Krzysztof Kaczkowski pokazał znakomite umiejętności i wywalczył srebrny medal w rywalizacji szablistów na Igrzyskach Europejskich w Krakowie. Reprezentant Polski od początku zmagań spisywał się bardzo pewnie. Swojego pogromcę znalazł dopiero w wielkim finale, gdzie musiał uznać wyższość Gruzina Sandro Baladze. Srebro Kaczkowskiego to drugi polski medal pierwszego dnia zmagań w szermierce. Wcześniej złoto wywalczyła Julia Walczyk-Klimaszyk.
Nerwy ze stali Krzysztofa Kaczkowskiego
Polski szablista po raz kolejny udowodnił, że ma nerwy ze stali. Zmagania szablistów tradycyjnie rozpoczęły się walkami grupowymi. One decydowały o dalszym rozstawieniu. Krzysztof Kaczkowski w 1/32 finału był bliski odpadnięcia z rywalizacji. Stoczył pasjonujący pojedynek z Davidem Frumgarztsem z Izraela, który ostatecznie wygrał 15:14. W kolejnej rundzie Polak sprawił miłą niespodziankę i pokonał faworyzowanego Włocha Michelle Gallo.
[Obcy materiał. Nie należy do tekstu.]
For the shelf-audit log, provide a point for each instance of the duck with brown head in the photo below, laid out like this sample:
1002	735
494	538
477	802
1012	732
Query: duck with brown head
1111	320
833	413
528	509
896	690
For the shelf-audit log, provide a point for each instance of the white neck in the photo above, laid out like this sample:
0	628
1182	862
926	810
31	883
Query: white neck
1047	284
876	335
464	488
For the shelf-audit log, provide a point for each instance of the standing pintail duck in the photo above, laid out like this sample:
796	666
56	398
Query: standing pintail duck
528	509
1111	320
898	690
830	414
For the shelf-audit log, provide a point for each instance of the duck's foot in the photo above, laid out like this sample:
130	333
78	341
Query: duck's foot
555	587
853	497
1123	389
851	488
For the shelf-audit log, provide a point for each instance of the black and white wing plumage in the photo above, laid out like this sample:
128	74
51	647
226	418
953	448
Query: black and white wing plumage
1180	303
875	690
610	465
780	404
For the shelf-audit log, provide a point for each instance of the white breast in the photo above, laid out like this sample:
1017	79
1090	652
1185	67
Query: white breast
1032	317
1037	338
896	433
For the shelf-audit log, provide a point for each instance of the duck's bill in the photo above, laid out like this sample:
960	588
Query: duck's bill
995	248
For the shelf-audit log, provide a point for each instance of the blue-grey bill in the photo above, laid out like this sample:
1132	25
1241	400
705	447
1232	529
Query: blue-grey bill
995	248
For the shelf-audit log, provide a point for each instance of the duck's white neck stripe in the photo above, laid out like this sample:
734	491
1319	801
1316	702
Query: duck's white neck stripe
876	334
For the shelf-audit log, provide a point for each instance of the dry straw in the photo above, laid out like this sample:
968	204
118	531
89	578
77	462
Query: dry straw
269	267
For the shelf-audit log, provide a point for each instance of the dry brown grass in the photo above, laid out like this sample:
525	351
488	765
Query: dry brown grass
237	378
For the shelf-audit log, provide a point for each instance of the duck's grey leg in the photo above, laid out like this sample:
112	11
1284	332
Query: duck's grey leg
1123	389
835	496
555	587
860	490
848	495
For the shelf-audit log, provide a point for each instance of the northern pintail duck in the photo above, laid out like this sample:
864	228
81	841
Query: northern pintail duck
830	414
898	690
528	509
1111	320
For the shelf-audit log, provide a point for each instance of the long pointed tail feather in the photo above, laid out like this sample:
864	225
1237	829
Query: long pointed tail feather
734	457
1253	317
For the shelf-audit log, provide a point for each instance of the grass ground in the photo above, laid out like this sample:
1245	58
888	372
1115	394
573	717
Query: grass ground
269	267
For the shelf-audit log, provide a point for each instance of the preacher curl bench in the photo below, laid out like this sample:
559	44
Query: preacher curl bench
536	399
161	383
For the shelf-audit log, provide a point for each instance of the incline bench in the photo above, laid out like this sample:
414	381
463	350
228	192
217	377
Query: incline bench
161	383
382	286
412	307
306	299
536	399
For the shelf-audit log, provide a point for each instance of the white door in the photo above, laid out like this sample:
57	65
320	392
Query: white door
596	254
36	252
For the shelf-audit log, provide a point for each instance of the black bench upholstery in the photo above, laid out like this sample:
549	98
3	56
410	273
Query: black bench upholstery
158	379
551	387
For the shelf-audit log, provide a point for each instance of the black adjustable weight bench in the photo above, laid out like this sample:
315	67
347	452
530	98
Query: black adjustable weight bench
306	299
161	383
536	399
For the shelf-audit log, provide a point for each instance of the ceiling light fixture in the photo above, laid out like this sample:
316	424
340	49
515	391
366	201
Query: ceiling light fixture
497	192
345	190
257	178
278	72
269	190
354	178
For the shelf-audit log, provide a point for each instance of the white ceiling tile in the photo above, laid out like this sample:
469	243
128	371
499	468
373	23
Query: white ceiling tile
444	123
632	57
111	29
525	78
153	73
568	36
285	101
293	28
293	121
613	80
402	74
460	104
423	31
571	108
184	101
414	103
Walka zakończyła się wynikiem 15:12, dzięki czemu Kaczkowski awansował do 1/8 finału. Tam bez większych problemów wypunktował 15:7 Rumuna George Dragomira.
W ćwierćfinale trafił na kolejnego zawodnika z Rumunii Razvana Ursachiego. Ponownie Krzysztof Kaczkowski miał wszystko pod kontrolą. Wygrał 15:11 i awansował do strefy medalowej. Półfinał to niezwykle emocjonujące starcie z Brytyjczykiem Williamem Dearym. Zakończyło się 15:14 i Polak rzutem na taśmę zameldował się w walce o złoty medal. Tam trafił na lidera światowych list i dwukrotnego mistrza Europy Gruzina Sandro Baladze. Krzysztof Kaczkowski walczył z nim jak równy z równym, jednak ostatecznie przegrał 13:15. Polak wywalczył srebrny medal Igrzysk Europejskich w szabli, co i tak jest sporym sukcesem dla zawodnika, który w rankingu plasuje się na 26. miejscu.
Jak poszło pozostałym Polakom?
Niestety pozostałym polskim szablistom poszło znacznie gorzej. Na 1/8 finału zmagania zakończył Szymon Hryciuk (15. miejsce). Rundę wcześniej z rywalizacją pożegnali się Piotr Szczepanik (29.) i Olaf Stasiak (31.).